Analysis of allergens content in the tomato samples by IgE inhibition tests
The allergens contained in the samples treated with Ni 300 were investigated by immunological tests and the results were compared with those of controls made of untreated tomato. Two samples of Ni 300-treated red tomato and green tomato were analysed with the SPHIAa method36 on the FABER system37. Figure 7 shows the IgE-binding inhibition results recorded on some allergens spotted on the FABER biochip, namely the tomato fruit extract, tomato seed extract, Bet v 1 and a Bet v 1-like protein, three profilins and seven LTP (see Table 6 for details). In line with the observation that these tomato samples contained a very low number of seeds, results obtained show that the inhibition on the entire fruit extract is high, whereas lower values were recorded for the tomato seed extract.
The presence in the fractions of both, red and green fruits, of tomato 7k-LTP, Sola l 6, was indicated by the IgE-binding inhibition (100%) recorded on this allergen spotted on the FABER biochip.
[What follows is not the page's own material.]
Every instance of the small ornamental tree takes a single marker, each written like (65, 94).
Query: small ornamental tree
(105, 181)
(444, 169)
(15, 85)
Inhibition with variable values was also observed on all the seven 9k-LTP contained in the biochip. Nevertheless, the inhibitions produced by red tomato on these LTP appear independent of Ni treatment. Differently, compared with the control, results obtained with Ni-treated green tomato show a higher inhibition on the peach LTP, Pru p 3, and to a lower extent on other LTP, such as the peanut Ara h 9, the kiwifruit Act d 10 and the maize Zea m 14. All together, these results suggest a higher concentration of LTP Sola l 3 in Ni 300-treated green tomato compared to the untreated samples.
Ni-treated tomato inhibited Bet v 1 with a lower efficiency, compared to the untreated samples. This result suggest that nickel could induce a decrease of a tomato Bet v 1-like allergen. However, the result obtained on the Bet v 1-like allergen Mal d 1 did not produce the same result. Compared to the untreated tomato, both red and green Ni 300-treated ones showed a significant lower IgE-binding inhibition on the three tested profilins. This result is consistent with a reduction of profilin concentration in Ni-treated tomato. In addition to LTP, profilin and Bet v 1-like allergen, IgE-binding inhibition was detected also on the pomegranate GRP. Therefore, GRP may represent a new potential tomato allergen. The Ni-treatment seems to give only a weak effect on the GRP concentration in tomato.
Proteins response to Ni in tomato samples
The Pearson’s correlation between fruit biomass and proteins expressed and final concentrations of Ni in soil and in tomatoes (Table 7) highlighted significant correlation between Ni in tomato and thaumatin (r=0.40, P<0.01) and Ni in soil and thaumatin (r=0.51, P<0.01).